Urban Farming yang Kian Trending Di Tengah Pandemi
Ketidakjelasan kapan berakhirnya Covid-19 di Indonesia, telah menimbulkan kekhawatiran dalam masyarakat kota mengenai ketersediaan pangan. Walaupun wabah Covid-19 masih dalam kategori tinggi, akan tetapi kegiatan produksi dan distribusi bahan pangan masih harus berjalan dalam sektor pertanian.
Permasalahan utama pertanian di Indonesia, khususnya perkotaan salah satunya adalah lahan.

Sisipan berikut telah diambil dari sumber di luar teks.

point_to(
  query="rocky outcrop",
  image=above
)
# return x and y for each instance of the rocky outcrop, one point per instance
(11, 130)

Kini keberadaan lahan pertanian di perkotaan semakin terbatas, sejalan dengan meningkatnya jumlah penduduk setiap tahun. Dari data BPS atau Badan Pusat Statistik tahun 2019 jumlah penduduk perkotaan mencapai 144 juta atau 53,3% dari jumlah penduduk Indonesia, sedangkan pada tahun 2020 jumlah penduduk perkotaan mencapai 153,2 juta atau 56,7% dari jumlah penduduk Indonesia, angka tersebut terjadi peningkatan.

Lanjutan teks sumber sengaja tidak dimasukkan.